С  1954 года, когда транспортным средством стали служить олени, маршруты стали однодневными. Загруженный олений караван шел до установленного места, сюда же собирались и мы после проведения боковых маршрутов. По приходу надо было ставить палатки, находить в грузе свои спальные мешки, готовить обед. Утром все это опять собирать и относить в то место, где брал. Загрузка оленей занимала много времени. Каждый олень поднимал на себе 30-40 килограммов. В партии их находилось до 100 голов, а в отряде соответственно до 30 штук. Оленей надо было прежде всего поймать. Хорошо, если они не разбежались за ночь. Летом при комарах и паутах олени толпились около разведенных дымокуров, цеплялись за палатки и мешали спать. А осенью, особенно в дождь, олени разбегались в поисках грибов и их приходилось собирать по несколько дней. Некоторые так и пропадали, дичали и приставали к диким оленям.

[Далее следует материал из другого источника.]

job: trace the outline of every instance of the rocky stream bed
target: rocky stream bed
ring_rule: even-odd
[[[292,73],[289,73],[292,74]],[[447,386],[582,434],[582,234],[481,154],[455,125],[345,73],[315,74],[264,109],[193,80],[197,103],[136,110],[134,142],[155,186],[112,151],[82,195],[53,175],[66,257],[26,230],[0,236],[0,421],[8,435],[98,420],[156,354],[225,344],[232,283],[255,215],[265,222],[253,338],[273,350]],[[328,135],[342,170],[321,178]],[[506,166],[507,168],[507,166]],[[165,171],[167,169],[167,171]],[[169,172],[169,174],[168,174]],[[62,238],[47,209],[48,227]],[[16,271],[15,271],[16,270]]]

Каждый день было новое место для ночевки, был новый лагерь, все процедуры обычно повторялись ежедневно. Конечно, и при оленях ничего лишнего с собой не возилось. Даже не брали с собой печки для обогрева палаток и осенью до сна сидели у костра, который и был основным источником тепла. Достоинством оленьего транспорта было то, что он позволял проникать в любое место, был практически всепроходным. Конечно, за сезон и олени и особенно сопровождающие их эвенки изрядно надоедали.

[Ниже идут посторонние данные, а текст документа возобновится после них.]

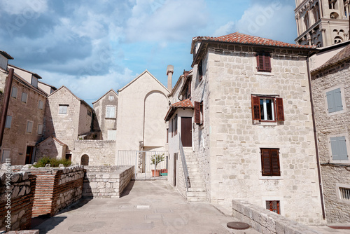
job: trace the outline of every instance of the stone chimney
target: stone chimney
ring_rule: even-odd
[[[168,65],[167,67],[167,76],[168,76],[168,90],[172,92],[173,89],[173,73],[174,66]]]

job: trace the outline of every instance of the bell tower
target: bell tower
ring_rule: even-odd
[[[324,47],[349,40],[350,0],[295,0],[297,44]]]

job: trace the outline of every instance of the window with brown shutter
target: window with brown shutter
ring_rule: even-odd
[[[195,102],[195,123],[197,125],[203,124],[203,101]]]
[[[261,170],[263,176],[280,176],[278,149],[261,149]]]
[[[256,56],[258,71],[271,71],[271,55],[268,53],[262,53]]]
[[[253,121],[261,122],[284,121],[283,99],[267,95],[251,95]]]

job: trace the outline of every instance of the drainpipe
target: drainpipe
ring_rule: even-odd
[[[321,177],[321,168],[320,168],[320,159],[318,154],[318,144],[317,144],[317,132],[316,131],[316,121],[315,121],[315,112],[314,111],[314,99],[312,98],[312,88],[311,86],[311,74],[310,67],[309,64],[309,58],[311,57],[311,53],[307,57],[307,77],[309,80],[309,90],[310,92],[310,102],[311,102],[311,111],[312,114],[312,125],[314,126],[314,138],[315,140],[315,148],[316,148],[316,159],[317,161],[317,174],[318,174],[318,184],[320,187],[320,195],[321,195],[321,206],[322,207],[322,216],[323,219],[326,219],[325,213],[325,205],[323,201],[323,191],[322,189],[322,179]]]
[[[4,139],[4,132],[5,131],[5,123],[6,122],[7,110],[8,109],[8,102],[10,102],[10,95],[11,95],[12,80],[13,78],[13,69],[10,68],[7,76],[6,83],[5,84],[5,99],[2,106],[3,111],[0,118],[0,147],[2,146]]]

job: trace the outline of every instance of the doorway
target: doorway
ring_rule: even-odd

Несколько слов об эвенках. В целом это честный народ, любящий шутку. Эвенки     очень  любят своих детей. Они поголовно пристрастились к спиртному. Часто они ставили бражку, в которую для крепости подсыпали пшено и даже махорку. В партию они прибывали обычно семьями вместе с грудными детьми. Ребенок их лежал в специальной люльке, которая подвешивалась на седло самого хорошего оленя. Этот олень в караване шел вторым, сразу за оленем, на котором ехала мать. В люльку засыпалась труха от гнивших деревьев, служившая своеобразной пеленкой. При комарах люлька затягивалась тюлем. Придя на стоянку, сначала разводили костер, к которому и ставилась эта люлька. Уже с трехлетнего возраста ребенок в сидячем положении привязывался поверх седла. Такие ребятишки уже возились с топором, учились бросать аркан и вьючить собак как оленей. Конечно, условия были тяжелые – ребята мокли под дождем, их заедал гнус, питание было однообразным и не было столько витаминов, сколько имели русские дети.

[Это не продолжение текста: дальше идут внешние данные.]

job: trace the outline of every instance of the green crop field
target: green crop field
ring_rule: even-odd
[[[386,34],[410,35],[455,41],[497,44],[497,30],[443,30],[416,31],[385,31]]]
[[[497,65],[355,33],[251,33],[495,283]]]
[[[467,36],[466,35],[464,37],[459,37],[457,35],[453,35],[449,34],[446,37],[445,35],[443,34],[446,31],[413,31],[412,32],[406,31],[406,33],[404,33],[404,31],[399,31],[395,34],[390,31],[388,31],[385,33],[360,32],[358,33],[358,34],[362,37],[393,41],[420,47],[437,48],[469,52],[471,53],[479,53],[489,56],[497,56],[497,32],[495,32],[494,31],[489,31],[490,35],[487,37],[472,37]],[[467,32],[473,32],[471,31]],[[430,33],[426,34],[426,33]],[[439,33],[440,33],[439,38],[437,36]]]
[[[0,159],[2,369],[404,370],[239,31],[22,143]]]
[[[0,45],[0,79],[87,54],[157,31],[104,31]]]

Постройка чума, поиски оленей целиком  лежали на мужчинах. Женщины разбирали чум, ремонтировали одежду, седла, готовили еду, пекли пресные лепешки. Вместе шла погрузка оленей. В походе в одной связке шло 10-12 оленей, привязанных друг за другом. Если падал какой-нибудь олень, то стаскивалась седло с грузом с другого оленя, идущего впереди него и так далее по цепочке. Начинался крик, ругань по-русски. Все опять загружалось, и движение продолжалось. В начале сезона такие  остановки были очень частыми, но потом олени сами обходили деревья, и караван шел довольно быстро.

Бытующие мнение, что эвенки, как и все северные народности, являются меткими стрелками и хорошими проводниками,  в редких случаях соответствует действительности. Тем более такая характеристика не подходит к ним в описываемый период, когда старые люди умирают, а молодежь, воспитанная в школах и хлебнувшая цивилизации, становится неприспособленной для работы в тайге.

В 1968 году произошло окончательное прощание с эвенками и оленями. Теперь в качестве транспорта остался один вертолет. Работая с вертолетом, мы не раз вспоминали оленей. Вертолет – это постоянное ожидание. Днями, неделями сидели и слушали – не зашумит ли вдруг подлетающий вертолет. Даже сейчас, сидя дома в Опалихе, пролетающий вертолет заставляет настораживаться, возникает мысль, что надо быстро собирать вещи.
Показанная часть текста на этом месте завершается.